5 Keys to Loving Your Dissertation
I really didn’t have a topic for my dissertation as I finished my coursework. I knew that teaching was one of my strengths, but research was not. I had earned my teaching certification as an undergraduate. Then during seminary I found myself gravitating to topics relate to education, human development, and spiritual development, but I just wasn’t sure the direction I should go for my research.
Then it happened—fatherhood! When I found out that we were expecting I began that 9-month process of reading everything my hands could find related to parenting. My life started to take shape as a parent-to-be. Suddenly it clicked. I would research Christian parenting theories and how they impact faith and childhood development. This was perfect for me, bringing together my past studies and experience along with my current life situation. Becoming a parent was the thing that brought focus to my life and to my research.
In doing so I found my voice. I was living this search for the best parenting theory in my personal life and in my research. This topic was almost too personal at times, but it was definitely me, through and through. Life experience had led me to this place. But is this for everyone? If so, how can you express your voice and passion in finding the right topic for your dissertation?
Look at your experience.
You will probably find yourself working in your areas of interest long before graduate school. Think of what interests you and turn your attention and studies in that direction. Your experience and interests are part of your passion, who you truly are, and hopefully can become part of your dissertation.
Consider your strengths and weaknesses.
You do not want to work on a dissertation that requires skills you do not possess. You may find that you can do so for a small time, but this effort will wear on your passion as well as the rest of you. You can talk with your professors honestly about your strengths and weaknesses and trust their guidance.
Meet others with similar writing, work, and research.
Place yourself in similar situations with those who are writing and researching projects that interest you. Ask yourself if you would you be happy examining that topic for months or years.
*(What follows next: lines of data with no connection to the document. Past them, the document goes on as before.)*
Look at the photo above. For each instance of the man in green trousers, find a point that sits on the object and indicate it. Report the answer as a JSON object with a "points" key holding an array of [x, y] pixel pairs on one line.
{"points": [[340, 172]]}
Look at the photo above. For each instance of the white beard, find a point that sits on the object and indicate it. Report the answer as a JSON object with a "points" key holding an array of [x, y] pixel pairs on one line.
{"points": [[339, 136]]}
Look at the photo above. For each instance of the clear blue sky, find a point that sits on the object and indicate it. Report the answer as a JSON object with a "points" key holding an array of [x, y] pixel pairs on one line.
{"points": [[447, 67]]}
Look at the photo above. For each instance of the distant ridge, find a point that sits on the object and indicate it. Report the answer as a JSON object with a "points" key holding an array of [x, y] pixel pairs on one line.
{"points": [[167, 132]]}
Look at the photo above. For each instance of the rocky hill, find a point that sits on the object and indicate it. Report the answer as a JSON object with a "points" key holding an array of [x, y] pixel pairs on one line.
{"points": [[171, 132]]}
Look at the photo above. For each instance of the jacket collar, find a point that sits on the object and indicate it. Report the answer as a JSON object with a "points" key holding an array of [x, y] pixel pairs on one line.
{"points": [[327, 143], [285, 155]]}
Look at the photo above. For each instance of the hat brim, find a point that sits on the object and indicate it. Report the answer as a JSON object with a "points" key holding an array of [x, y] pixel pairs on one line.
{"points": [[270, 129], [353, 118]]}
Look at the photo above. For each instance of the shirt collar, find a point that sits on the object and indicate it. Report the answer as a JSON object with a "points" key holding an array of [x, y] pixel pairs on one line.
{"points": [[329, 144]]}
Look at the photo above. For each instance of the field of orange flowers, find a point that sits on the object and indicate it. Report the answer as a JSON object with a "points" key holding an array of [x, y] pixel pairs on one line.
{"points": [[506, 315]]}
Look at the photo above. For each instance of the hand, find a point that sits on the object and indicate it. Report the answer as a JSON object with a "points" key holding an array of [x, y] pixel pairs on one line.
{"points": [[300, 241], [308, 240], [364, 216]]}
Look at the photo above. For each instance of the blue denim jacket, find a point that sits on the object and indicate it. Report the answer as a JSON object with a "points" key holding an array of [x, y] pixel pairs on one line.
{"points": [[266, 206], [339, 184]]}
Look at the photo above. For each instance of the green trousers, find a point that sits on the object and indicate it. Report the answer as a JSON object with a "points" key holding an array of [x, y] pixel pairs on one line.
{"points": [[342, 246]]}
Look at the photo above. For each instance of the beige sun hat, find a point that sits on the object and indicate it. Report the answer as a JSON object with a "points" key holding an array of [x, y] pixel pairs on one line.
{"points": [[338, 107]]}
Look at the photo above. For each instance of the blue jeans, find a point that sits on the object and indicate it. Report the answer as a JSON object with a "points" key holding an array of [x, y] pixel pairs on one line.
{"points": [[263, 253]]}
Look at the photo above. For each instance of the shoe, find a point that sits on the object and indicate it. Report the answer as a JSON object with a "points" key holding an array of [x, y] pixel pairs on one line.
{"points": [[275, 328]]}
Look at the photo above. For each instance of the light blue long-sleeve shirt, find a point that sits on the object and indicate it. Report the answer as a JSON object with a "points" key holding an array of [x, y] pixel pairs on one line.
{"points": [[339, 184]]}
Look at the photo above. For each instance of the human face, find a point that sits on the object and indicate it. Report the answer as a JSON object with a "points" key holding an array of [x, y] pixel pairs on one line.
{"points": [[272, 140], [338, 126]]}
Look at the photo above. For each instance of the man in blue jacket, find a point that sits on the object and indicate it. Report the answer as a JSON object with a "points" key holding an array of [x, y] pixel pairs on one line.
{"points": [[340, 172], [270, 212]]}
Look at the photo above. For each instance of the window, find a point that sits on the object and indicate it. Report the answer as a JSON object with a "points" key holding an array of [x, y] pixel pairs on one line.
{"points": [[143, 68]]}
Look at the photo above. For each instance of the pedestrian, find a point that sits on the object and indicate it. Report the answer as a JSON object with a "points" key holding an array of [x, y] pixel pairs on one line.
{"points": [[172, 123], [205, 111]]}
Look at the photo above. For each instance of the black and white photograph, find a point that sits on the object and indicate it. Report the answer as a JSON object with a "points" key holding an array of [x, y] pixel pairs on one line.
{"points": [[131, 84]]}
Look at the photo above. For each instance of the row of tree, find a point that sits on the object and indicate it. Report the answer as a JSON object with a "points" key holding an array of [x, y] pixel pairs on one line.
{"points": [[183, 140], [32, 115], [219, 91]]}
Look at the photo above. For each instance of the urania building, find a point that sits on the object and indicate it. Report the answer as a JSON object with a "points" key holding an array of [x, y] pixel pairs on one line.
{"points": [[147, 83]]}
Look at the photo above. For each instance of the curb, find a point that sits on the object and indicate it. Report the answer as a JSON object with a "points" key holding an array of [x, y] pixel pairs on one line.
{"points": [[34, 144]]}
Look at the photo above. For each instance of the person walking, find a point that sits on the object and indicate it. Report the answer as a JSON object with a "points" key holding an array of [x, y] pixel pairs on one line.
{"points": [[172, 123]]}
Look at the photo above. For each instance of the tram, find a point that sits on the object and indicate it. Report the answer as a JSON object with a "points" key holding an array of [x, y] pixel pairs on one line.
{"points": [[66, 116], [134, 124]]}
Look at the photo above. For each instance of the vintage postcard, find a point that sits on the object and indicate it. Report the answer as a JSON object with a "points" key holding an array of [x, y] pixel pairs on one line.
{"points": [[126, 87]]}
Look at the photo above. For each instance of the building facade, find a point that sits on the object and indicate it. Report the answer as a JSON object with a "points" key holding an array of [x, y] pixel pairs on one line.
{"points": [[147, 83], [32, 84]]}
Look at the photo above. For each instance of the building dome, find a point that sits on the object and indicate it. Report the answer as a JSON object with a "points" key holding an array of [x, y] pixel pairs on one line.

That is the reality of what you will do, so do not pick a topic or scope that is so difficult that you cannot stand to work on it every day.
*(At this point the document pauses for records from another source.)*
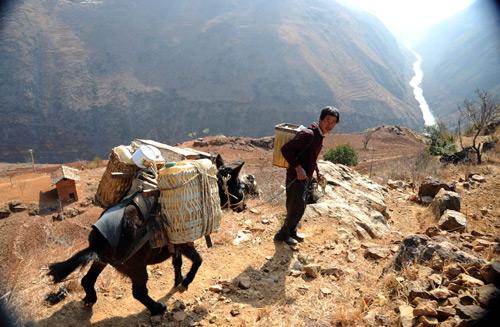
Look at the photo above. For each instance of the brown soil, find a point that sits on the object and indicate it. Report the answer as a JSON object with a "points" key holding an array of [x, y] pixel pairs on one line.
{"points": [[29, 243]]}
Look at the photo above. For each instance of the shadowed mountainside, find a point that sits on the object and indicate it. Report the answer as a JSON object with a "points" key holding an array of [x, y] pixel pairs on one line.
{"points": [[78, 78]]}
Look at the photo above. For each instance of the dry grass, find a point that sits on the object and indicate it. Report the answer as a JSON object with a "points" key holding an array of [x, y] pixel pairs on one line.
{"points": [[410, 168]]}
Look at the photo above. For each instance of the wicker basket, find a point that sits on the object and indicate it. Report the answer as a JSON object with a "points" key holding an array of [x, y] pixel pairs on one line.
{"points": [[189, 200], [113, 187], [284, 133]]}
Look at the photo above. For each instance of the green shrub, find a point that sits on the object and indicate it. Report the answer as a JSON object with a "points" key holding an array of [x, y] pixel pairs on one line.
{"points": [[342, 154]]}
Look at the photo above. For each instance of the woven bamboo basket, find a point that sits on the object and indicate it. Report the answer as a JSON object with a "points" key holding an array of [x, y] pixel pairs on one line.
{"points": [[284, 133], [189, 200], [113, 187]]}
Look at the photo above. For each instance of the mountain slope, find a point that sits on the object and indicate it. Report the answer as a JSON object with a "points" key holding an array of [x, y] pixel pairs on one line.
{"points": [[81, 77], [461, 55]]}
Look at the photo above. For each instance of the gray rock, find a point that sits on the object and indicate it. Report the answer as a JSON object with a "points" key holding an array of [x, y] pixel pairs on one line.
{"points": [[244, 282], [426, 308], [377, 253], [4, 211], [490, 273], [445, 200], [216, 288], [486, 293], [452, 220], [16, 206], [478, 178], [427, 321], [179, 316], [430, 187], [444, 312], [422, 248], [414, 293], [466, 299], [405, 316], [452, 270], [312, 270], [440, 293], [469, 281], [332, 270]]}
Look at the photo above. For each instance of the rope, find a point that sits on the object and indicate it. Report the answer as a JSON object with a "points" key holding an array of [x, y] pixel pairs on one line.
{"points": [[206, 197]]}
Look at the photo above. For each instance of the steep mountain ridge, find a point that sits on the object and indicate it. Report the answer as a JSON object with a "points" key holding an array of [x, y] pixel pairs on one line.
{"points": [[81, 77]]}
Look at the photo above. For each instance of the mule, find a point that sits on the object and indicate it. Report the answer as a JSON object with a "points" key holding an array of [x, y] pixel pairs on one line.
{"points": [[231, 188], [101, 252]]}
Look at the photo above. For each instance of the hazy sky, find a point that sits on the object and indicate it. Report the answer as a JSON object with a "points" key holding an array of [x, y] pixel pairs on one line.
{"points": [[408, 19]]}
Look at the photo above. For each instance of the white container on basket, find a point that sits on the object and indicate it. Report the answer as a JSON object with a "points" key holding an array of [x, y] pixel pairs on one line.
{"points": [[147, 153]]}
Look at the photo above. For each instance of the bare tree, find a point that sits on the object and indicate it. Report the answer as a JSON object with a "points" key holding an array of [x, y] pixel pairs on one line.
{"points": [[480, 114], [367, 136]]}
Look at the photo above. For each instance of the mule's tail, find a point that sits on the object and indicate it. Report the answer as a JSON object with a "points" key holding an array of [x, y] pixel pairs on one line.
{"points": [[61, 270]]}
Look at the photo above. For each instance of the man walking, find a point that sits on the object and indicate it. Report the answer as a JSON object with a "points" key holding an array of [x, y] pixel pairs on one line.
{"points": [[301, 153]]}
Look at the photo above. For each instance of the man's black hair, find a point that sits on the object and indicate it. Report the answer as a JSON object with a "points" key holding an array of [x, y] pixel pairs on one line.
{"points": [[329, 111]]}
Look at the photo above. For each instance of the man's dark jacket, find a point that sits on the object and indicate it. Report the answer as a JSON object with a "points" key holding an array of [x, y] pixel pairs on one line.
{"points": [[303, 150]]}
It’s OK to switch directions.
If you are heading down the wrong path, it can be devastating. Putting work, time, and money into research that proves wrong for you and your project is frustrating. Taking stock of your research whether changing scope or completely changing plans is OK. You will not be the first to do it. Better to find your sweet spot early in the process than to do so later.
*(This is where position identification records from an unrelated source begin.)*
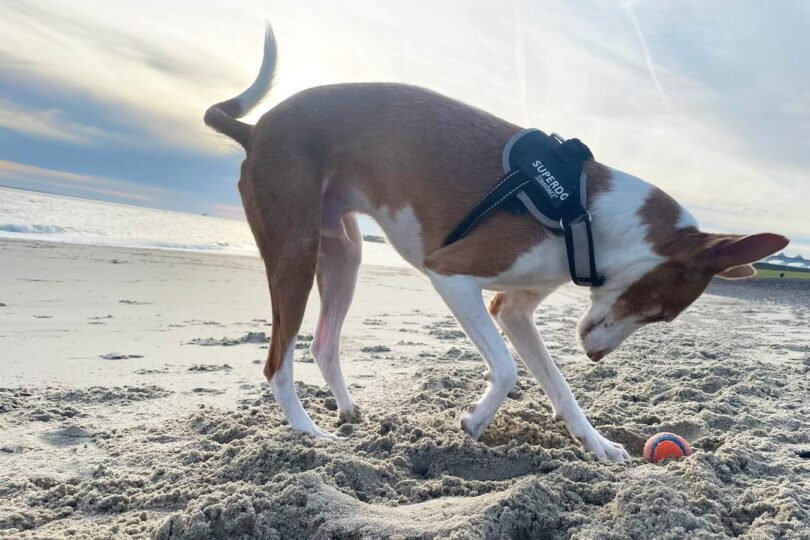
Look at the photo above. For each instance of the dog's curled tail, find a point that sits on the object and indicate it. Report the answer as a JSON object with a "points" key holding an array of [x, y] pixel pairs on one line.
{"points": [[223, 116]]}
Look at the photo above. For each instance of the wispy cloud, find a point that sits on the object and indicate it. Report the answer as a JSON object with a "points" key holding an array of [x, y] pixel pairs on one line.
{"points": [[22, 175], [228, 211], [48, 124], [663, 90]]}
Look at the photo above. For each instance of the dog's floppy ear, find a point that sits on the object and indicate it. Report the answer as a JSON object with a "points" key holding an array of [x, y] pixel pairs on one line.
{"points": [[724, 253], [738, 272]]}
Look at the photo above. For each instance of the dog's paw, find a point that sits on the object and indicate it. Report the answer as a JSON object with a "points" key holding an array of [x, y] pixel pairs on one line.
{"points": [[473, 427], [353, 416], [603, 448], [593, 441]]}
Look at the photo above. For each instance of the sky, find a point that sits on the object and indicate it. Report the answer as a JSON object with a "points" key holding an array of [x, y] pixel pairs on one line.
{"points": [[709, 100]]}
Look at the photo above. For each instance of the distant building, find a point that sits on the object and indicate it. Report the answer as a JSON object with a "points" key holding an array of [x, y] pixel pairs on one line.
{"points": [[784, 263], [791, 262]]}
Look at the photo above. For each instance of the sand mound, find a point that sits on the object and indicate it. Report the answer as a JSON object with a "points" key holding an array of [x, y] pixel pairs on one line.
{"points": [[406, 469]]}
Find the happy medium between passion and obsession.
Be able to distance yourself from your research and disassociate criticisms of your project from your personal feelings. Not being able to do so is setting you up for many difficulties along the way. A healthy passion means that your work inspires you to action and motivates you, but that you can step back and examine your work when needed. Inability to stop and step away from your work will interfere with daily life and should serve as a warning sign to gain perspective.